En somme, ces derniers temps, sous le prétexte de nos valeurs européennes, nous avons dénoncé le fait qu’en Inde, des victimes de viols sont contraintes d’épouser leur agresseur, ou encore qu’en Turquie, une loi allant dans ce sens ait été proposée au vote de l’Assemblée. Bien sûr, nous nous sommes aussi insurgés contre la misogynie affichée par Donald Trump et ses premières décisions concernant l’IVG. Nous pouvons également pointer du doigt la Russie de Vladimir Poutine qui vient de dépénaliser la violence intra familiale pour des faits n’entraînant pas l’hospitalisation. Mais l’honnêteté nous pousse à balayer aussi devant notre porte et à fustiger d’autant plus fort l’ahurissante passivité, voire permissivité, dont font preuve les citoyens européens et belges, plus particulièrement, en matière de violence faite aux femmes.

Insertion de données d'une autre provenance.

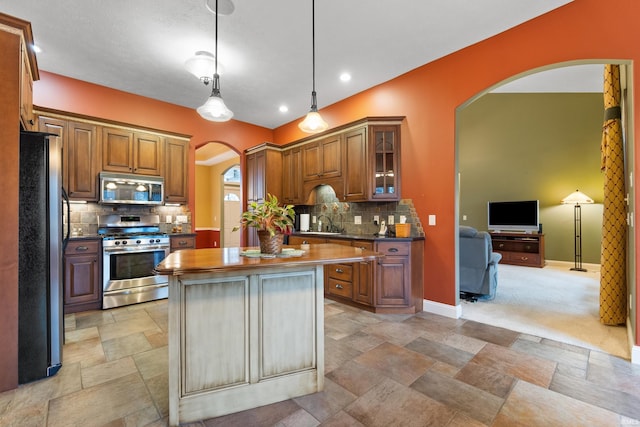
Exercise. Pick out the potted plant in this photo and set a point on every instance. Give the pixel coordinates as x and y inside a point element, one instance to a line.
<point>271,221</point>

Les chiffres évoqués doivent pousser les acteurs de terrain à revoir leurs modes d’action. Remarquons, à ce propos, que les composantes politiques francophones du pays viennent de se doter d’un nouveau plan contre les violences sexistes et intra familiales et ont relancé une campagne au slogan éclairant : « Rien ne justifie la violence conjugale. » Cependant, cela ne doit pas s’arrêter là. Il faut déjouer tous les stéréotypes et les clichés qui poussent à cette banalisation de la violence de genre. Et cela est particulièrement de notre devoir, à nous, Mouvement de femmes en milieu rural.
Car sans ce travail sur les mentalités, ces statistiques n’auront aucune chance de baisser. Ainsi, rappelons qu’en Wallonie, 18 viols sont commis chaque jour, qu’une victime sur deux est mineure (53 %), qu’une affaire de coups et blessures volontaires sur quatre concerne de la violence conjugale et enfin qu’une femme sur trois (36 %) en Belgique a subi des violences physiques et/ou sexuelles depuis l’âge de 15 ans. Combien de temps encore allons-nous nous cacher la tête dans le sable ou pire, trouver des justifications à de tels faits?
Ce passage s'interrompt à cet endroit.